Every Monday I post Real Life Minimalists, a profile of one of my readers in their own words. If you’d like to participate, click here for details.
This week, The Budding Minimalist tells us how she overcame her shopping and collecting habits, and found the courage to purge the clutter from her life.
The Budding Minimalist writes:
I believe I inherited my “collecting” habits from my father, who loves to keep around Japanese artifacts from his childhood on his desk (in addition to the small trinkets he’s been given over the years) and has a collection of baseball bats, baseballs, and photos (all signed) from the local sports team. When I was younger, I resented the fact that my mother always wanted to throw away my childhood memories; toys I no longer played with or cared for, old clothes, or whatever junk I fancied on keeping.

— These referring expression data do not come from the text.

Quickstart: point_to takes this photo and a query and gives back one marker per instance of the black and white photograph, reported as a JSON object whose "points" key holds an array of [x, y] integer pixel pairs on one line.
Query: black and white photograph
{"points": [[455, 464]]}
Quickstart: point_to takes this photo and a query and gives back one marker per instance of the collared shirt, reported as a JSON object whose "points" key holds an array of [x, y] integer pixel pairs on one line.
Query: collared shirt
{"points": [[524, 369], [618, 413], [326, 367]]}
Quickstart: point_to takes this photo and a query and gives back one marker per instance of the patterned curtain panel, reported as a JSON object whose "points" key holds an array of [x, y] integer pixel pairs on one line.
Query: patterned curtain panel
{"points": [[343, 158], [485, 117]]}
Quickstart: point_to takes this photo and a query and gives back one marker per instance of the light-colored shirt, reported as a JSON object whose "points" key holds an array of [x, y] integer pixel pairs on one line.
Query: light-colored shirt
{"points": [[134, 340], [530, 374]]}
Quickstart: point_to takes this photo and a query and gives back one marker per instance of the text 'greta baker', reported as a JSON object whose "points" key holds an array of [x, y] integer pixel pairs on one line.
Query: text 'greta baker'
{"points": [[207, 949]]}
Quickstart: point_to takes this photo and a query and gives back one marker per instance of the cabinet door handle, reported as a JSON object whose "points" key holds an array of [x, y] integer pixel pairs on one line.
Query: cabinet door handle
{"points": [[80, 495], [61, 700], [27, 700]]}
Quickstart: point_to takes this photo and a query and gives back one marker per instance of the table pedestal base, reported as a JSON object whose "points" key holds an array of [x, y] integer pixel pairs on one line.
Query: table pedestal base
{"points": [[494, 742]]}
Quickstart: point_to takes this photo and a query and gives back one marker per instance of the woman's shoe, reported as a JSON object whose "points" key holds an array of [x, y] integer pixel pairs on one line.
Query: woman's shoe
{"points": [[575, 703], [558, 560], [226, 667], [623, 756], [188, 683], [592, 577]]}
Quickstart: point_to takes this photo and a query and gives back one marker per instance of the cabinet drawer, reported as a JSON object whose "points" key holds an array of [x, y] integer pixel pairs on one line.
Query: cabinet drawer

My father understood how I felt and didn’t see the harm in keeping such things around. He would even offer to squirrel things away in the attic so that my mother wouldn’t complain – out of sight, out of mind.
I began to keep old newspapers and magazines in my late teens. Luckily, that awkward phase didn’t last long. But when I got my first job, I started to collect things I believed I needed for when I moved out on my own. I had access to Asian china, décor, and other knickknacks. And I had an employee discount. When I left that job for another, it was for a major retailer in household goods. Employee discount there as well.
Employee discounts can be a dangerous thing for someone who shops therapeutically and wishfully.
Sometimes I’d de-clutter a bit when I cleaned. Once in a blue moon, I’d look at all my stuff and just feel unnerved and would try to be realistic about whether or not I’d ever use the item – off to donations it went. Most often, I’d keep them in the closet, ready to be taken out for when I might have use of them.
It wasn’t until I watched several episodes of Hoarders non-stop that I truly questioned my shopping habits and the reasons why I was holding onto the items. At this point I already had my impulsive shopping habits mostly under control because I was tired of being overwhelmed and crowded (plus having a sensible significant other helps), but was still holding onto so much junk because of sentimental reasons or guilt – that it would have been a waste an investment or money, or that it was a gift from a friend or family member. I also have a terrible memory, so some of these items served as reminders of days gone by.
But all I really had was an addiction to acquiring items and an obligation to keeping up the museum of me.
I did some purging back then and no longer bought home goods or clothes on impulse, however, it wasn’t until I ran across the Miss Minimalist blog that I would really change my outlook on my consumerist life. After giving the blog a good look, I decided to check out The Joy of Less. I finished it in one sitting last Friday.
As of the time of this writing – Monday – I have purged nearly a dozen boxes of stuff. For a long time, I was afraid to get rid of old gifts or report cards from middle school. No longer! I even gave some items away to my parents, because they were unused and suitable to be gifted out for Christmas. This will save them some money; they can spend a good fortune on presents because my father buys gifts for all his co-workers. They even asked if they could keep two Sybil Shane prints, as an early Christmas gift from me to them.
I’m not done purging, yet I can already feel a lot of pressure lifted off my mind. I do not need to worry about buying certain furniture because “I’m supposed to.” I do not need to worry about keeping track of all the clutter (or cleaning said clutter.) I do not need this and that to enrich my life. I do not need to feel guilty for getting rid of items I have no use for. I do not need to live while being burdened by the past.
In an odd twist, my mother thinks I’m a little crazy for getting rid of all of this stuff. I told her I’m changing my life for the better. Thank you, Miss Minimalist, for freeing me.